The January 2004 OECD Ministerial Statement on International Co-operation on Large Accelerator-based Projects in High-Energy Physics
Ministers expressed their appreciation for the work of the OECD Global Science Forum Consultative Group on High-Energy Physics. They welcomed the report from the Group and commended the clarity and world-wide consensus they found amongst the high-energy physics community in developing the Roadmap for future large accelerator-based facilities.
In particular, the Ministers note several important points that were articulated in the report:
- A roadmap that identifies four interdependent priorities for global high energy physics (HEP)facilities
i) the exploitation of current frontier facilities until contribution of these machines is surpassed,
ii) completion and full exploitation of the Large Hadron Collider at CERN,
iii) preparing for the development of a next-generation electron-positron collider, and
iv) the continued support for appropriate R&D into novel accelerator designs.
- The need to have large, next-generation facilities funded, designed, built, and operated as global scale collaborations with contribution from all countries that wish to participate.

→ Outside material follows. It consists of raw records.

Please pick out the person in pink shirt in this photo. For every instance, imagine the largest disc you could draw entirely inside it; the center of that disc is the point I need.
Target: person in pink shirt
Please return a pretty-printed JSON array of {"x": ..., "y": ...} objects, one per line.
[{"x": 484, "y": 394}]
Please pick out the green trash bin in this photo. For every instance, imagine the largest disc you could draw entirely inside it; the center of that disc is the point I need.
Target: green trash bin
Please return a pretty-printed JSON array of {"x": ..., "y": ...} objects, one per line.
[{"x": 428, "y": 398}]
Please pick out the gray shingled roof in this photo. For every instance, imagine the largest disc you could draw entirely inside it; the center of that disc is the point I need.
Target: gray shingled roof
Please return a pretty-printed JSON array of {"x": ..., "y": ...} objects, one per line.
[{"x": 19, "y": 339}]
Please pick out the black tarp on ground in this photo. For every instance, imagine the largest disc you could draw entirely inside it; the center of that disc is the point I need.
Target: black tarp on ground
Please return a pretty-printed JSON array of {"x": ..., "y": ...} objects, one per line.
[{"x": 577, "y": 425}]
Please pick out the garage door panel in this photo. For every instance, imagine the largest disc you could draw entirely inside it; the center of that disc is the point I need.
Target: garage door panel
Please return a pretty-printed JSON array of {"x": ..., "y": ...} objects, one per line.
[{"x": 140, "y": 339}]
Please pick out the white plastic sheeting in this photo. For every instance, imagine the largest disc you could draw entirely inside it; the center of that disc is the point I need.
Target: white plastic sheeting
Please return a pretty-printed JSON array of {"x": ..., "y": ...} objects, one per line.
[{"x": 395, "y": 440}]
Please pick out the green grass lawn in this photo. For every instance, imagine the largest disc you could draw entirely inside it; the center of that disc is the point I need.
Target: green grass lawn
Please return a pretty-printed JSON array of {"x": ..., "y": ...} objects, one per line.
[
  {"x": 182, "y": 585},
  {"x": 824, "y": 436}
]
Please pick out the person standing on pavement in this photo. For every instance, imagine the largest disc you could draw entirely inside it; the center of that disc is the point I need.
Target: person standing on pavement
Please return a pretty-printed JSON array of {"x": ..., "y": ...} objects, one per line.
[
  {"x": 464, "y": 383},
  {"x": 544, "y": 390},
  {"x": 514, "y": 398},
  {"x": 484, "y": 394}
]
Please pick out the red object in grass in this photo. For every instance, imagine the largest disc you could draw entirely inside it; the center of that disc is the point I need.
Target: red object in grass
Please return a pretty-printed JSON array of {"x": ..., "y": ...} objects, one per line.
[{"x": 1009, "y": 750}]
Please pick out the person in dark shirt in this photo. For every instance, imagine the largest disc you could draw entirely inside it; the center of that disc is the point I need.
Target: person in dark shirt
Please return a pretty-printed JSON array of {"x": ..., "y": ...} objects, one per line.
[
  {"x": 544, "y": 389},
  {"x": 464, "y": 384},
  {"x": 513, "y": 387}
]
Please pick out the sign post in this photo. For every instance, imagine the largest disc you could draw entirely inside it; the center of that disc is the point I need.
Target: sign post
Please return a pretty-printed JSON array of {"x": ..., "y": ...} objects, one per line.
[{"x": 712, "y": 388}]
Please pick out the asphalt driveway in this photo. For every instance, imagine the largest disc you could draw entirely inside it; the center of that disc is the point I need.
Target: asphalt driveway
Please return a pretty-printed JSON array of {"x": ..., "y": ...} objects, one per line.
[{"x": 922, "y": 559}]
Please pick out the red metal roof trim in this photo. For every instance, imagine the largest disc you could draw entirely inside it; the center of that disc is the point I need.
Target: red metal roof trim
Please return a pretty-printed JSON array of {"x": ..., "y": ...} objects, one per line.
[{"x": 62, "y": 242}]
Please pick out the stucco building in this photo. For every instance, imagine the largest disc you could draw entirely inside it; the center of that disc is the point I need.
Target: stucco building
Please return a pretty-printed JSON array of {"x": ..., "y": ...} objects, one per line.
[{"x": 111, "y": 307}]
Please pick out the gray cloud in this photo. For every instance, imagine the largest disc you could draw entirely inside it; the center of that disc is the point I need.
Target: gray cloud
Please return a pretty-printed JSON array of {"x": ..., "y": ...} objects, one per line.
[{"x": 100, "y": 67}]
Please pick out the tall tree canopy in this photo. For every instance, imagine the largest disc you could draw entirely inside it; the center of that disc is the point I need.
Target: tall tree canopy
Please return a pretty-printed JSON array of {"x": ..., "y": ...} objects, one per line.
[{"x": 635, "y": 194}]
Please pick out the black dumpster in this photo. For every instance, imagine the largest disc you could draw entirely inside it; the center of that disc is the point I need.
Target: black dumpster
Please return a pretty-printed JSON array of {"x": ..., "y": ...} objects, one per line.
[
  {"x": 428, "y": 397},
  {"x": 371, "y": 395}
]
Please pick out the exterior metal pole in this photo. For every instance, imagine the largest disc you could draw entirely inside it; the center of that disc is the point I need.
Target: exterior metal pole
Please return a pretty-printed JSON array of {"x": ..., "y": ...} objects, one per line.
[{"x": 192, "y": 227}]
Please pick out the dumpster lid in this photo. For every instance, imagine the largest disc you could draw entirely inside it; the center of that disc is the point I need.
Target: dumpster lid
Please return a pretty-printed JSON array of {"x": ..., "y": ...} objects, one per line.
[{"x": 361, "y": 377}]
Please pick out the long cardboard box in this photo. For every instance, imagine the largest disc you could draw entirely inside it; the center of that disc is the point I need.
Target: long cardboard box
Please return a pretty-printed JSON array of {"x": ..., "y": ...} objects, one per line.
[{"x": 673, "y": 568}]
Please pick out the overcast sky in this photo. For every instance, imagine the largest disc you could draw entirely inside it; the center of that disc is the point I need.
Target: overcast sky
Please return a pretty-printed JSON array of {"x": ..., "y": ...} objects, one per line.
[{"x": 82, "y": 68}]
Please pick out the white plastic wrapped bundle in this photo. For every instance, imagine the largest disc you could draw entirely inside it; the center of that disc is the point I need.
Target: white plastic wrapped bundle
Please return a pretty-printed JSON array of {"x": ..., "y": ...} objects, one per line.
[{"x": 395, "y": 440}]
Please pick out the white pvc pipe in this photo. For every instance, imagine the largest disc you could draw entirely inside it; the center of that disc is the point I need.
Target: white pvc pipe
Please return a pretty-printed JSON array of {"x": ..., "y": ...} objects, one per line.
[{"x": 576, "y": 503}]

- The need for strong international R&D collaboration and studies of the organisational, legal, financial, and administrative issues required to realize the next major accelerator facility on the Consultative Group's Roadmap, a next generation electron-positron collider with a significant period of concurrent running with the LHC.
- The need to continue to educate, attract and train young people in the fields of high-energy physics, astrophysics and cosmology in the face of the increasingly competitive environment where all areas of science, industry and commerce are seeking to capture the imagination of the most creative minds.
Ministers agreed that, given the complexity and long lead times for decision making of major international projects, it is important that consultations continue within the scientific communities and, when it becomes appropriate, within interested governmental communities in order to maximise the advantages offered by global collaboration.